BGH 1.6.2017, I ZR 29/16
Der Sachverhalt:
Die E.S.M. und St. GmbH (Absenderin) beauftragte die Beklagte zu 1) damit, den in Rumänien neu gefertigten Schiffsrumpf des Tankschiffs "Mo." in die Niederlande zu schleppen. Für die Teilstrecke von Rumänien nach Österreich beauftragte die Beklagte zu 1) die Beklagte zu 2) mit der Durchführung des Transports. Dabei wurde der an der Steuerbordseite des Schiffs TMS Mi. der Beklagten zu 2) befestigte Schiffsrumpf im Verbund befördert. Am 18.10.2010 kam es auf der Teilstrecke zu einer Kollision mit dem zu Tal fahrenden Schiff "G.V.".

Die Absenderin hatte bei der Klägerin eine Baurisiko-Versicherung, aufgrund der für den eingetretenen Schaden Versicherungsschutz bestand. Die Mannheimer Versicherungs-AG trat die auf sie übergegangenen Ansprüche an die Klägerin ab. Mit ihrer Klage machte die Klägerin Schadensersatz von beiden Beklagten als Gesamtschuldnern i.H.v. rd. 250.000 € geltend.

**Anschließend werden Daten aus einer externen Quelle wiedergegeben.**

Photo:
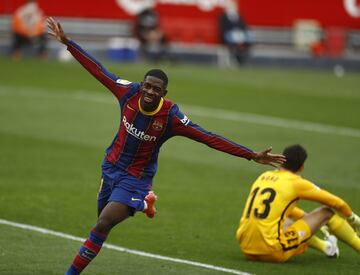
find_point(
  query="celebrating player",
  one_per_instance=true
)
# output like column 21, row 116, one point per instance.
column 147, row 121
column 267, row 231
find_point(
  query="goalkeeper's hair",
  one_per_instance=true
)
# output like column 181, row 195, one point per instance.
column 158, row 74
column 295, row 157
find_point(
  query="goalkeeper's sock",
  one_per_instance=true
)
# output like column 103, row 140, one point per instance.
column 317, row 243
column 344, row 232
column 87, row 252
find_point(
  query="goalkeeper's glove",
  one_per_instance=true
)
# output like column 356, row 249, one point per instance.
column 354, row 221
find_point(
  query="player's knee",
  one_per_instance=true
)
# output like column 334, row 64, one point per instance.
column 103, row 226
column 326, row 211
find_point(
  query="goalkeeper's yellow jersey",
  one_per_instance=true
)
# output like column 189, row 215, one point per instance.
column 273, row 197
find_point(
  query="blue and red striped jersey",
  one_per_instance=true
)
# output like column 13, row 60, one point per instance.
column 136, row 145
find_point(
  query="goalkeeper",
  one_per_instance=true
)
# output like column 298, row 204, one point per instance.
column 273, row 229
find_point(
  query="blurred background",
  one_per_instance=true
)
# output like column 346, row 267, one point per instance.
column 294, row 33
column 228, row 64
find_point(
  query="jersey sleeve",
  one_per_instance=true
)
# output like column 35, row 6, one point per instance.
column 308, row 190
column 183, row 126
column 297, row 213
column 119, row 87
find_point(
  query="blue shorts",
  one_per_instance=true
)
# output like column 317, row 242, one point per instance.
column 125, row 189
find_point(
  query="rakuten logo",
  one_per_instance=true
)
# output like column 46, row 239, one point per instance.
column 137, row 133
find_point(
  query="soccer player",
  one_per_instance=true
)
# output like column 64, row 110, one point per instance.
column 147, row 121
column 273, row 229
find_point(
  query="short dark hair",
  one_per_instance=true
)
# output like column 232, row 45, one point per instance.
column 295, row 157
column 158, row 74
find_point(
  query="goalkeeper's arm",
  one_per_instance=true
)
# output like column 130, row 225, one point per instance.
column 354, row 221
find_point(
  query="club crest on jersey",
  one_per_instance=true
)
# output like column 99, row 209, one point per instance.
column 185, row 120
column 158, row 125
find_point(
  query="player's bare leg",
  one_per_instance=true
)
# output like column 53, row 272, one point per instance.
column 150, row 209
column 112, row 214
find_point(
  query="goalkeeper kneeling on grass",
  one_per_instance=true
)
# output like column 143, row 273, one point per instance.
column 273, row 229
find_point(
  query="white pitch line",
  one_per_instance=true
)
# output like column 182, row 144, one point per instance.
column 121, row 249
column 206, row 112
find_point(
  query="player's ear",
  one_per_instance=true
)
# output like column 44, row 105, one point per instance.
column 302, row 167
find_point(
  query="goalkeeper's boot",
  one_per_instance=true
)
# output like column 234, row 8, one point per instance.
column 332, row 249
column 150, row 199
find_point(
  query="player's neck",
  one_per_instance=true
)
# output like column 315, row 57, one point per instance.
column 150, row 110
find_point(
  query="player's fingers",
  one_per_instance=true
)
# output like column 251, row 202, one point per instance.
column 51, row 33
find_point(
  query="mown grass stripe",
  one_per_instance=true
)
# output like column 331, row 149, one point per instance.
column 121, row 249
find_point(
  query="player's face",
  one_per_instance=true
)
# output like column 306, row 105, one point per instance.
column 152, row 89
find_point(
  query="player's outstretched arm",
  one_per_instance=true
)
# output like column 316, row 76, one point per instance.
column 264, row 157
column 56, row 30
column 86, row 60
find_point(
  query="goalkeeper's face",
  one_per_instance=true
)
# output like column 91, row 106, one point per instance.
column 152, row 90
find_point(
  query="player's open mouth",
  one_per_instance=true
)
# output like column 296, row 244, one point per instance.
column 148, row 99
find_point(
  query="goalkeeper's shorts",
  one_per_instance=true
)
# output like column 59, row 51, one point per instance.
column 293, row 242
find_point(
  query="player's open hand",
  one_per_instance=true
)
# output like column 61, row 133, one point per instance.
column 354, row 221
column 56, row 30
column 264, row 157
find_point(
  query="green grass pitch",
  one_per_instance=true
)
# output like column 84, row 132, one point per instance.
column 56, row 121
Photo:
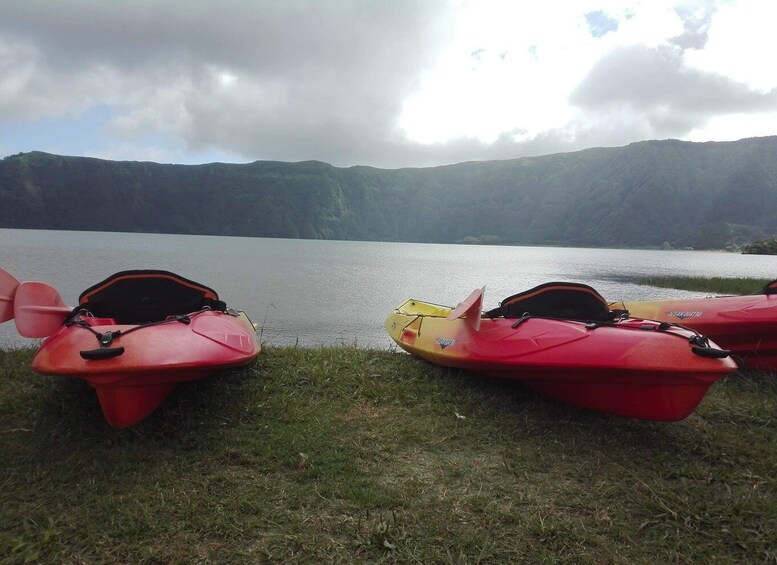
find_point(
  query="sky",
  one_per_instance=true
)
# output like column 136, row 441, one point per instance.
column 389, row 83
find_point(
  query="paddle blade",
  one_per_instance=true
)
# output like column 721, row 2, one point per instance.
column 39, row 310
column 8, row 285
column 470, row 309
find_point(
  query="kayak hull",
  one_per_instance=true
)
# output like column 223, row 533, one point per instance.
column 152, row 361
column 631, row 368
column 746, row 325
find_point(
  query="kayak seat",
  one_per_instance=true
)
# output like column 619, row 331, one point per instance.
column 563, row 300
column 145, row 296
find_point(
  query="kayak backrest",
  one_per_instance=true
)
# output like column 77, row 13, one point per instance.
column 770, row 288
column 564, row 300
column 143, row 296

Das LG wies die Klage ab. Das OLG gab der Klage teilweise statt, verurteilte die Beklagten zur Zahlung des Gegenwerts von rd. 700 Sonderziehungsrechten des Internationalen Währungsfonds in Euro, und wies die Klage im Übrigen ab. Die Revision der Klägerin und die Anschlussrevisionen der Beklagten hatten vor dem BGH keinen Erfolg.

Die Gründe:
Die Beklagte zu 1) als Frachtführerin und die Beklagte zu 2) als ausführende Frachtführerin haften für die eingetretene Beschädigung des Schiffsrumpfes dem Grunde nach gem. den Bestimmungen des Budapester Übereinkommens über den Vertrag über die Güterbeförderung in der Binnenschifffahrt (CMNI).

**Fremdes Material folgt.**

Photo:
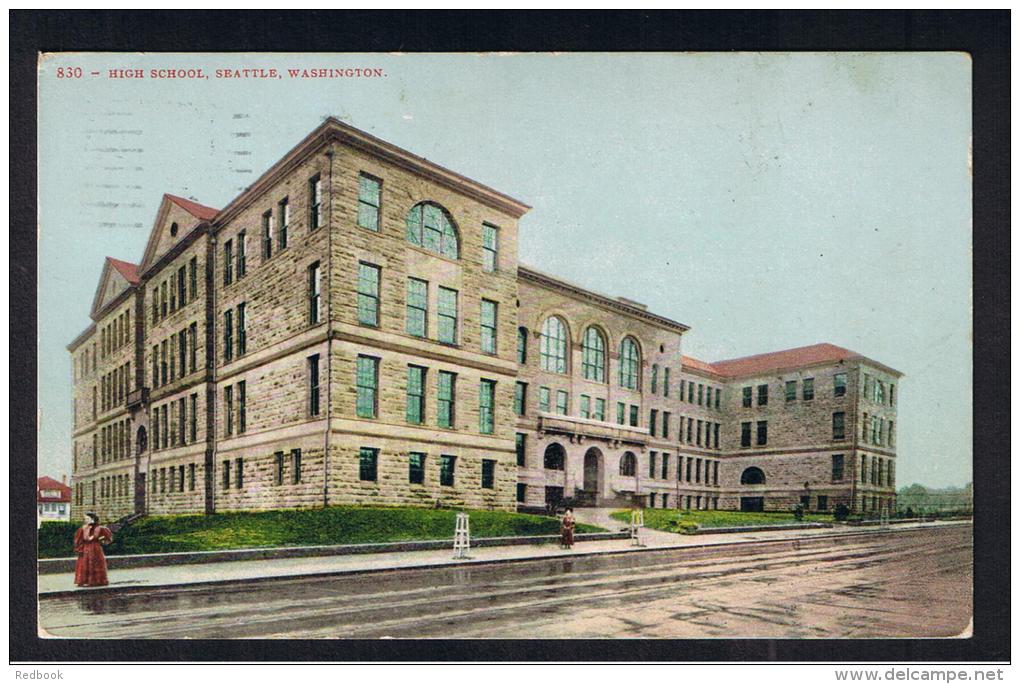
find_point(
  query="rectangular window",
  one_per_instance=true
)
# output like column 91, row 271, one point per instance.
column 314, row 203
column 562, row 402
column 838, row 425
column 193, row 417
column 368, row 464
column 837, row 467
column 415, row 412
column 242, row 260
column 267, row 234
column 227, row 335
column 242, row 329
column 314, row 294
column 490, row 247
column 368, row 294
column 369, row 200
column 839, row 384
column 192, row 348
column 417, row 308
column 313, row 385
column 488, row 474
column 284, row 214
column 279, row 468
column 295, row 466
column 448, row 465
column 367, row 383
column 448, row 316
column 446, row 404
column 242, row 407
column 416, row 468
column 488, row 326
column 519, row 398
column 487, row 404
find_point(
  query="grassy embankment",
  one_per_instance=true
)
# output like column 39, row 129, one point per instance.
column 684, row 522
column 309, row 527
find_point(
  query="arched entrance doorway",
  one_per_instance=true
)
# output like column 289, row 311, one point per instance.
column 141, row 443
column 593, row 475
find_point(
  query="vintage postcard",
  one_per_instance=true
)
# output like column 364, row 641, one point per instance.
column 504, row 346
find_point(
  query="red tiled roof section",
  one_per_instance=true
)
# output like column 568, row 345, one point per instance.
column 792, row 358
column 695, row 364
column 129, row 270
column 194, row 208
column 45, row 482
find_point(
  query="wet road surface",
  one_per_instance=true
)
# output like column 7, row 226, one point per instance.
column 880, row 584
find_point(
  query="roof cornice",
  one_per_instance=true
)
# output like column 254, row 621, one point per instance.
column 577, row 292
column 335, row 130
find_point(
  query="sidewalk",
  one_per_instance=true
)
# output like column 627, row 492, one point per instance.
column 133, row 578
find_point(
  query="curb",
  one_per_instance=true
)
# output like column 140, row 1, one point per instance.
column 66, row 565
column 60, row 593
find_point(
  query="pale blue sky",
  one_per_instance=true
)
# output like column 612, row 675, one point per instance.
column 765, row 200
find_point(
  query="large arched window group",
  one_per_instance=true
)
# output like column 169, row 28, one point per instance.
column 429, row 226
column 594, row 356
column 629, row 364
column 553, row 350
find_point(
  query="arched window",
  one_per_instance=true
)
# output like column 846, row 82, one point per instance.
column 753, row 476
column 522, row 346
column 594, row 358
column 629, row 363
column 429, row 225
column 628, row 465
column 554, row 457
column 553, row 352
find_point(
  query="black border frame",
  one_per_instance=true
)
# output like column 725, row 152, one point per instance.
column 984, row 35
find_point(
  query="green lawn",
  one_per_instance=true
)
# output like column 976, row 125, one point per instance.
column 335, row 525
column 671, row 520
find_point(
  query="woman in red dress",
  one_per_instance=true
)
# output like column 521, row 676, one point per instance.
column 89, row 540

Nach Art. 16 Abs. 1 CMNI haftet der Frachtführer für den Schaden, der durch Beschädigung der Güter in der Zeit von der Übernahme bis zur Ablieferung entsteht, sofern er nicht beweist, dass der Schaden durch Umstände verursacht worden ist, die ein sorgfältiger Frachtführer nicht hätte vermeiden können. Die Haftung gilt gem. Art. 4 Abs. 2 S. 1 CMNI auch dann, wenn der Frachtführer die Ausführung der Beförderung wie im Streitfall teilweise an einen anderen Frachtführer übertragen hat. Die Haftung des Frachtführers tritt dann neben die des ausführenden Frachtführers nach Art. 4 Abs. 2 S. 2 CMNI.

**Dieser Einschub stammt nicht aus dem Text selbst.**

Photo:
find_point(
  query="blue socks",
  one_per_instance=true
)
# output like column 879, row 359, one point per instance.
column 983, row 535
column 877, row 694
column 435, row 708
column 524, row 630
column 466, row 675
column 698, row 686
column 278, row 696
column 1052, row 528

Auch wenn der Haftungsausschluss wirksam wäre, käme er nicht zur Anwendung, da der Schiffsführer des Motorschiffs "Mi. " einen leichtfertiger Navigationsfehler in dem Bewusstsein begangen hat, dass die Kollision mit dem entgegenkommenden Schiff mit einiger Wahrscheinlichkeit eintreten wird. Der besonders schwere Pflichtverstoß liegt zwar nicht schon in der Anwendung des aus Sicht des gerichtlichen Sachverständigen ungeeigneten Schiffsverbunds, sondern in dem Verzicht einer Positionierung eines Ausgucks auf dem Bug des die "Mi." der Höhe nach überragenden Kaskos. Dieses qualifizierte Verschulden des Schiffführers sorgt dafür, dass der Haftungsausschluss keine Wirkung entfalten kann. Dies folgt aus Art. 25 Abs. 2a CMNI.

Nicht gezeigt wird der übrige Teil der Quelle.